うーん。結局一つしか思い浮かばない。漠然としているけれど。

「……無理だと思いますけど、やっぱり大好きな演劇に関わるようなことがしたい、かな」

「そっか。じゃ、いっそのこと劇場で働いちゃえば?」

「働くって、今ここでやってる仕事やめて?」

やめるのはとてもとてもリスキーだ。

ここのパート代も大切な我が家の蓄えになってるわけだし。

「やめないわよ。

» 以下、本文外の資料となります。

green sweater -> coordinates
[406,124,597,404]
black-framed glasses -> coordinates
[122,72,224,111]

いわゆるダブルワーク」

「ダブルワーク?!」

「そんなに珍しくはないのよ。私の周りでも結構いるんだから、パートやアルバイトのかけもち」

「だって、ここは平日週二~三日働いてるからそれ以上になったら体がもちませんよ。もう五十だし」

「それそれ!」

すかざず詩織さんが突っ込む。

「その五十だしっていうのが内田ちゃんの可能性を狭めてるわけ。やってみなきゃわかんないでしょう?」

「やってみる?」

「そ。なるべく自分の条件に合う仕事をリサーチして、それに合致すればとりあえず飛び込んでみるべき。そこから全てが始まるわ」

そりゃそうなんだけど。

胸の奥がドキドキ震えていた。

何かが始まる予感みたいな?気のせいか?

「まずは調べてみたら?条件に合わなければ今はあきらめろってことだし。それに、必ずしも採用になるかどうかはわからないわよ。そこは覚悟しておいた方がいい」

確かに。

五十のおばちゃんを劇場で受け入れてくれるなんて、普通に考えたら難しいよね。

「ちょっと探してみよっかな」

「ええ、そうしてみなさい。一歩踏み出したら、例えそれがどう転んだとしても、きっと何かが始まるから」

詩織さんの目がキラキラしてる。

まるで自分のことみたいいにワクワクしているような目だった。